An object is dropped from a tower, 1600 ft above the ground. The object's height above ground \( x \) seconds after the fall is \( s(x)=1600-16 \mathrm{x}^{2} \). About how long does it take the object to hit the ground? What is the object's velocity at the moment of impact? It takes \( \square \) sec for the object to hit the ground. (Round to the nearest tenth as needed.)

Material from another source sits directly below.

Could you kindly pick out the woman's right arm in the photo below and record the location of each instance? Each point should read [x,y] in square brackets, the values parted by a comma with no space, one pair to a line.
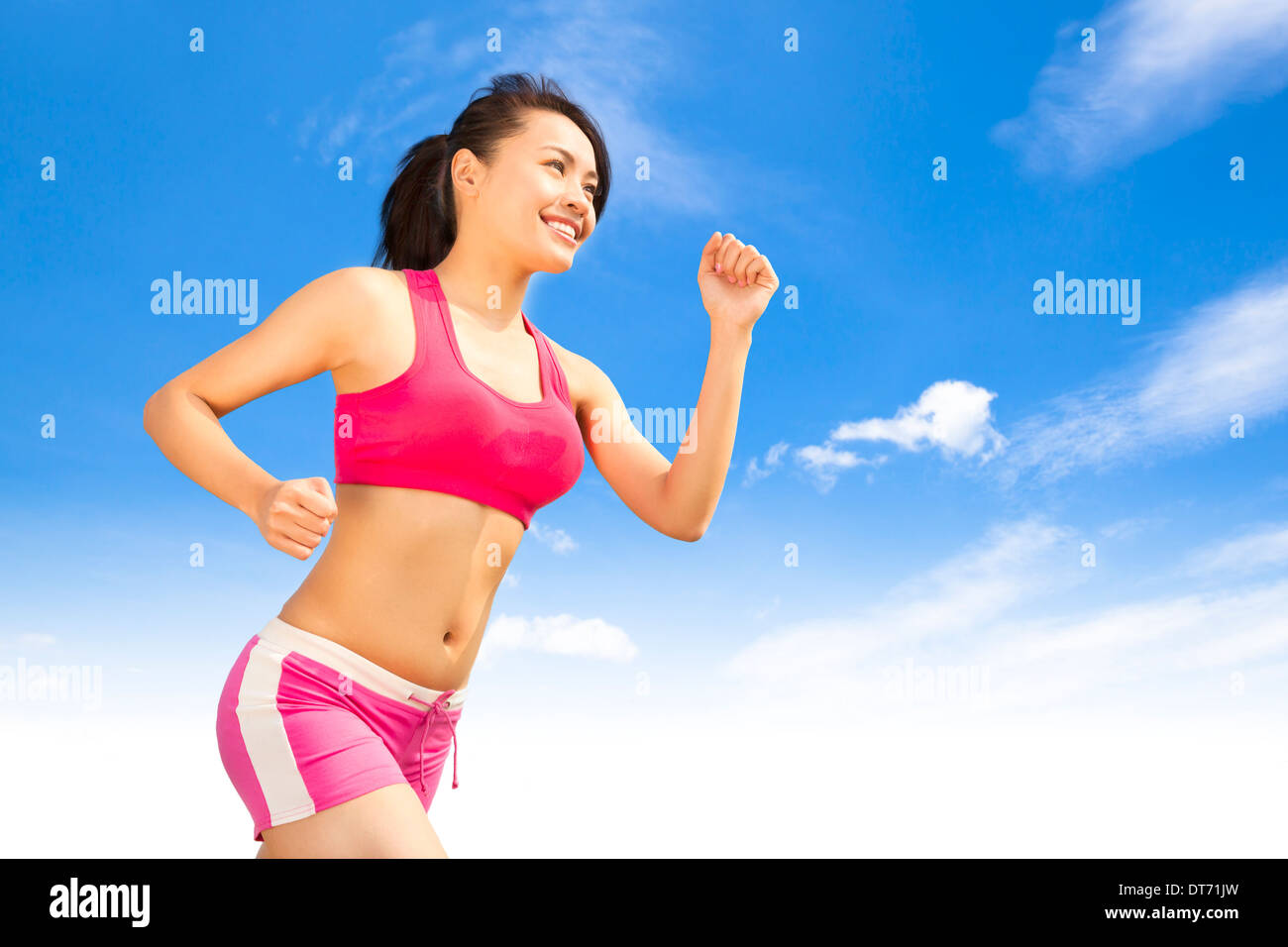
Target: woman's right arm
[312,331]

To solve the problem, we'll address both parts step by step. ### 1. Time to Hit the Ground **Given:** - Height function: \( s(x) = 1600 - 16x^2 \) - \( s(x) \) represents the height above the ground in feet. - \( x \) is the time in seconds. **To find:** The time \( x \) when the object hits the ground (\( s(x) = 0 \)). **Calculation:** \[ 1600 - 16x^2 = 0 \\ 16x^2 = 1600 \\ x^2 = \frac{1600}{16} \\ x^2 = 100 \\ x = \sqrt{100} \\ x = 10 \, \text{seconds} \] **Rounded to the nearest tenth:** \[ x = 10.0 \, \text{seconds} \] ### 2. Velocity at the Moment of Impact **Given:** - Height function: \( s(x) = 1600 - 16x^2 \) **To find:** The velocity \( v(x) \) at the moment of impact. **Calculation:** Velocity is the derivative of the position function with respect to time: \[ v(x) = \frac{ds}{dx} = \frac{d}{dx}(1600 - 16x^2) = -32x \] At \( x = 10 \) seconds (moment of impact): \[ v(10) = -32 \times 10 = -320 \, \text{ft/sec} \] **Interpretation:** - The negative sign indicates the direction of the velocity is downward. ### **Final Answer:** - **Time to hit the ground:** It takes **10.0 seconds** for the object to hit the ground. - **Velocity at impact:** The object's velocity at the moment of impact is **-320 ft/sec**.